Maybe that is what is lacking in the Annenberg show. We get
the image, we get the history, but, unfortunately, it is hard to get to the
mystery of country music, difficult to dive into the real meat of country,
which are the songs themselves and their ability to speak to individuals.
To make an attempt at what I mean, perhaps we should return
to So Much like My Dad. After all, I just described the beginning of the song,
and for a while, I thought the ending was boring, just George Strait repeating
the earned chorus, “If I’m so much like my dad,” after a long solo on piano and
guitar.
Strait did not write So Much like My Dad. Strait has never
written any song. You should also know that Strait’s career has made most of
its hay by selling authenticity. In a world of stadium shows and massive bands,
the introduction of synthesizers and new levels of production value, Strait
came out on the stage alone in jeans and a white hat. On his farewell tour this
year, thirty-three years later, Strait continued to come out on the stage in
jeans and white hat. That’s what it always is with Strait: he’s just a simple
man with a good voice. He can’t write but is very happy that others can. Even
though he is not a singer/songwriter, he is as authentic as it gets. He loves
his fans, he loves his job, he loves America.
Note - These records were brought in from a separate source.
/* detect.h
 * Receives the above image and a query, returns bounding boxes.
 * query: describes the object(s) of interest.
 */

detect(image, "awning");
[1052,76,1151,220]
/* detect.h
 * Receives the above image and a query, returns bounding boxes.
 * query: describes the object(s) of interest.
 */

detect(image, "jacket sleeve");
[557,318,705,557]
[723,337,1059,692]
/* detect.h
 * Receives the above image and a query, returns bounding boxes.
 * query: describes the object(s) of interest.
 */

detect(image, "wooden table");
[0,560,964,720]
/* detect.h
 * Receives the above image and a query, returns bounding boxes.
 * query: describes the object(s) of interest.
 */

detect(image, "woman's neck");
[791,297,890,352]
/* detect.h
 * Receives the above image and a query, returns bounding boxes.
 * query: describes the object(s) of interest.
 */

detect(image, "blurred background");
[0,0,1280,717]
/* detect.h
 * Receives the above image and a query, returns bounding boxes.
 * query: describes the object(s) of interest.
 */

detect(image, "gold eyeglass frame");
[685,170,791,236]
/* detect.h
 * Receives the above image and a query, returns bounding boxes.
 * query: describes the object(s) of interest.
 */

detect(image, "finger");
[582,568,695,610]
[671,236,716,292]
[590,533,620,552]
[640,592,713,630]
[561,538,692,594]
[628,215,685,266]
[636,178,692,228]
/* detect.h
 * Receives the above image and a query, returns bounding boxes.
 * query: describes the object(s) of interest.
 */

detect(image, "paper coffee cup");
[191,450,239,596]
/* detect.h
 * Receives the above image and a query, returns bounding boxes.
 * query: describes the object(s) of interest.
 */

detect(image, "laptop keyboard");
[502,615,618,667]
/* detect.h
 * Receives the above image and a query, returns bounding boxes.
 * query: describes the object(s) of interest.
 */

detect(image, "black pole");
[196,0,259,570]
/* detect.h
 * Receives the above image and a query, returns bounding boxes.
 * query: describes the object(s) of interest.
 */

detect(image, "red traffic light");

But then there is the song, with that chorus, repeating over
and over, asking the mother for advice that she doesn’t have. Strait even
pauses once between the chorus to make the silence between the narrator and the
mother more punishing and more present. Strait’s song, as mirror for life,
begins to fracture into mirrors: some show us personally, others attempt
universals. Is the mother quiet because the memory of her horrible husband is too
much? Is she in denial about the truth of the past? Is she disinclined to offer
because she knows the consequences? Does the fact that the chorus goes on and
on allude to the chain of this pain, that sons will be fathers and fathers will
be sons and there is no answer?
Gram Parsons (standing), adopting the rhinestone look of his
country music heroes, in a personalized suit designed by Nashville’s favorite
tailor, Nudie Cohn (seated), at Nudie’s Rodeo Tailors shop, Los Angeles, 1968;
© Raeanne Rubenstein; Courtesy Annenberg Space for Photography, LA
George Strait is not Gram Parsons, he doesn’t have any indie
credibility or Nudie suits. He is not Loretta Lynn, made solid by a
well-publicized and painful past. Nor is he Buck Owens, who came to embody the
Bakersfield sound and therefore is seen as a trailblazer. He is not Taylor
Swift, the newest in a long line of singers who brilliantly bridge the trickle
between country and pop. All told, Strait is boring, boring enough to have more
number one country hits than anyone else in history.
However, that is the mystery of country music. Its images
fracture into pie pieces and the assemblage of the pieces is our broken,
collective selves, which, in turn, are also made from pieces. Through the
cracks, we find haunting stories and it can be scary if we listen closely. It
deals with nothing less than the silence of things we don’t know. Country music
knows that each of us speaks with a thousand voices. It is never surprised when
it recognizes one of them.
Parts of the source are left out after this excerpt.